In some configurations, the program may be adapted to prepare one or more relationship maps according to the present disclosure. The relationship maps may be based at least in part on factors such as the defined relationship tiers, the relationship tier to which the steward-entity relationship is assigned, the collected information regarding the interactions between the plurality of entities, the collected interaction evaluation parameters, and other user-selectable factors. The relationship maps produced by the program may be customizable according to user preferences to include varying levels of detail. Additionally or alternatively, the program may be adapted to produce one or more relationship maps such as planned relationship maps, actual relationship maps, and hypothetical relationship maps.

The program may be further adapted to prepare one or more relationship reports based at least in part on the one or more relationship maps. The relationship reports produced by the server system may be transmitted to at least one user. The relationship reports may be prepared based at least in part on the relationship maps and the data collected from data input system 144 and monitoring system 146. Additionally or alternatively, the relationship reports may be based on a comparison of the various relationship maps, which in some embodiments may include a comparison of two or more of the planned relationship maps, the actual relationship maps, and the hypothetical relationship maps.
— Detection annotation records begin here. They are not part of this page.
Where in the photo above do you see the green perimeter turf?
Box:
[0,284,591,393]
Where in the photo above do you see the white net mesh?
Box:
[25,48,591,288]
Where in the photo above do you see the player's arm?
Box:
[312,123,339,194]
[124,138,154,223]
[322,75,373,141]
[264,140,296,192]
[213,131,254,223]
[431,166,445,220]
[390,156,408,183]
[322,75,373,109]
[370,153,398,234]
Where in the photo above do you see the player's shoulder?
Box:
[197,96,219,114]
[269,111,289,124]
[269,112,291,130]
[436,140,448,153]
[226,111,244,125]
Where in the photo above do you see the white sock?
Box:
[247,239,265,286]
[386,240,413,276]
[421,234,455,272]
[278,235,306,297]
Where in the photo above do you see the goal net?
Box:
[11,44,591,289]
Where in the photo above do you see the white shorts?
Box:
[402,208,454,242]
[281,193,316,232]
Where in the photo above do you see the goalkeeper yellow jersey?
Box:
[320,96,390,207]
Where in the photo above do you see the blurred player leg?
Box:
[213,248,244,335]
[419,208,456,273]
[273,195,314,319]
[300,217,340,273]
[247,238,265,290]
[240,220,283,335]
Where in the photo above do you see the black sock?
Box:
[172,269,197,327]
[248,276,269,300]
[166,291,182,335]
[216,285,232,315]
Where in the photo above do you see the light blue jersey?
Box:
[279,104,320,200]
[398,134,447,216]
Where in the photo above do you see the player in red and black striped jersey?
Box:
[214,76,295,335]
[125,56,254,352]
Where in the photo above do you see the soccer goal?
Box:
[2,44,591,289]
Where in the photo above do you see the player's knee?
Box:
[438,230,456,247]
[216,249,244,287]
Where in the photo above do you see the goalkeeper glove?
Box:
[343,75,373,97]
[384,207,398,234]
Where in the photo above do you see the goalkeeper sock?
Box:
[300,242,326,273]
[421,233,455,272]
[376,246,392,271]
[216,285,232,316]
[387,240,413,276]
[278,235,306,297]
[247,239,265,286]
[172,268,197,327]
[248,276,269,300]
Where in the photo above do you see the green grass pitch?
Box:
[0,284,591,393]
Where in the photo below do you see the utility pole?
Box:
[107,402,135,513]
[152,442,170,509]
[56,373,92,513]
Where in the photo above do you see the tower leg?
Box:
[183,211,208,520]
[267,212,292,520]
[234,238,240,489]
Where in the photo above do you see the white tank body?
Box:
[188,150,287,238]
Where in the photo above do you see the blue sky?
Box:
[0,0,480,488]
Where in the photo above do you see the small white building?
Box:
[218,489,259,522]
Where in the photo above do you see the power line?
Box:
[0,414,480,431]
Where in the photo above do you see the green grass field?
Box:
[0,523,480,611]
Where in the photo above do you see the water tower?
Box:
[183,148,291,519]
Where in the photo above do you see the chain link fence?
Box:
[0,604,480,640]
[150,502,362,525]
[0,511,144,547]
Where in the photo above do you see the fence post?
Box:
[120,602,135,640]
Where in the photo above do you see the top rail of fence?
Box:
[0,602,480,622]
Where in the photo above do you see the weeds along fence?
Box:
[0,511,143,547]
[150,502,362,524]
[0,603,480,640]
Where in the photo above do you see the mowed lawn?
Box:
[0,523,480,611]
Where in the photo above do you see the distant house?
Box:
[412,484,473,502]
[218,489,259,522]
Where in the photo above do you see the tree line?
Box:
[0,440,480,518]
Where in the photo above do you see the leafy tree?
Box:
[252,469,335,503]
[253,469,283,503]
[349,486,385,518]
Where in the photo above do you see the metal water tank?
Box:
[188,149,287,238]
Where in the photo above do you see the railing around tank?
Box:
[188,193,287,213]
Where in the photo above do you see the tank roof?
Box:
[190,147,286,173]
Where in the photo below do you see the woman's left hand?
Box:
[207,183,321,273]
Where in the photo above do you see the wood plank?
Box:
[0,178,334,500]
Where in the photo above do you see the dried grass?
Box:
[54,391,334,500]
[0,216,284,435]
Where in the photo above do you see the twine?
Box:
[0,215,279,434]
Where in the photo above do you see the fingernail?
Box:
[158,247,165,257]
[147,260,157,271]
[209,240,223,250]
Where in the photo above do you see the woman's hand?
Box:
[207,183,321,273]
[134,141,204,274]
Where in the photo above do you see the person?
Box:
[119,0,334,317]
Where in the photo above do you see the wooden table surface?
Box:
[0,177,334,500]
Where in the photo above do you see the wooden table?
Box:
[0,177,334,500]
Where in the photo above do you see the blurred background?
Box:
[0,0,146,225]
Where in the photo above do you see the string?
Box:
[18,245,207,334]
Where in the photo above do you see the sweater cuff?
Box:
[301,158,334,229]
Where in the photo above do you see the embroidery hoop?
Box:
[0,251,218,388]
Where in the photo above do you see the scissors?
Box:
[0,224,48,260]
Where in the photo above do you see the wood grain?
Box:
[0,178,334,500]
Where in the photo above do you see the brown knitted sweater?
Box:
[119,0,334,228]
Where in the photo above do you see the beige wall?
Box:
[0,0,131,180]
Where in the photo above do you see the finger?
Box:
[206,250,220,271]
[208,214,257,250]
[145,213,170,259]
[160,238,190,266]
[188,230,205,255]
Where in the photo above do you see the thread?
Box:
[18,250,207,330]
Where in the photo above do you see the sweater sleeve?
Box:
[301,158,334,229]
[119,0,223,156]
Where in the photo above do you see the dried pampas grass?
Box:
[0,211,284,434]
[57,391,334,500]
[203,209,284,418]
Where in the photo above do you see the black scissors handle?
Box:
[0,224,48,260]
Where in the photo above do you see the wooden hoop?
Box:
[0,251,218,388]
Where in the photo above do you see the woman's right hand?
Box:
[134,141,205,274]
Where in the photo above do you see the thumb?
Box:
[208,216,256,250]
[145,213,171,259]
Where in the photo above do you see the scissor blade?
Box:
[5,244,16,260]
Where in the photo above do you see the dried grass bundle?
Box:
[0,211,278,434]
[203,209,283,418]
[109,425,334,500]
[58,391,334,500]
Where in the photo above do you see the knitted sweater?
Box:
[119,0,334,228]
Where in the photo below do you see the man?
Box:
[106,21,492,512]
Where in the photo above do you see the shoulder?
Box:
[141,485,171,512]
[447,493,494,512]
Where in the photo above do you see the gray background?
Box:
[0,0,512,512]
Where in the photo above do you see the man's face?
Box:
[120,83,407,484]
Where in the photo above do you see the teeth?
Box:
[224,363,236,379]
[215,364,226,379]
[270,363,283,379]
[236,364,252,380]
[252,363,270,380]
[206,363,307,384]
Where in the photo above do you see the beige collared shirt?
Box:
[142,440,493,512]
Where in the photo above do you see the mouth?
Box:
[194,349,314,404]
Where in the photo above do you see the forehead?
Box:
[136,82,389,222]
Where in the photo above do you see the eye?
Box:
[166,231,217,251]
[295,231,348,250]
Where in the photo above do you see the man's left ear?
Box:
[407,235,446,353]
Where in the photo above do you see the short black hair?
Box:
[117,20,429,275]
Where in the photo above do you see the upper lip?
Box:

The reporting system 150 of the present disclosure may also be in communication with server system 148. The reporting system may be adapted to receive the one or more relationship reports from the server system for presentation to the at least one user. The reporting system may include printers, monitors, and other forms of communicating information to a user. Similar to the data input system and other components of computer-implemented system 142, reporting system 150 may include more than one reporting apparatus and may include a plurality of types of reporting apparatus. For example, reporting system 150 may include both a printer and a monitor or other display screen. Similarly, there may be different reporting apparatus used for displaying different types of reports to different types of users.

It is believed that the disclosure set forth above encompasses multiple distinct inventions with independent utility. While each of these inventions has been disclosed in its preferred form, the specific embodiments thereof as disclosed and illustrated herein are not to be considered in a limiting sense as numerous variations are possible. The subject matter of the inventions includes all novel and non-obvious combinations and subcombinations of the various elements, features, functions and/or properties disclosed herein. Similarly, where the claims recite “a” or “a first” element or the equivalent thereof, such claims should be understood to include incorporation of one or more such elements, neither requiring nor excluding two or more such elements.

It is believed that the following claims particularly point out certain combinations and subcombinations that are directed to one of the disclosed inventions and are novel and non-obvious. Inventions embodied in other combinations and subcombinations of features, functions, elements and/or properties may be claimed through amendment of the present claims or presentation of new claims in this or a related application. Such amended or new claims, whether they are directed to a different invention or directed to the same invention, whether different, broader, narrower or equal in scope to the original claims, are also regarded as included within the subject matter of the inventions of the present disclosure.

Although the present invention has been shown and described with reference to the foregoing operational principles and preferred embodiments, it will be apparent to those skilled in the art that various changes in form and detail may be made without departing from the spirit and scope of the invention. The present invention is intended to embrace all such alternatives, modifications and variances that fall within the scope of the appended claims.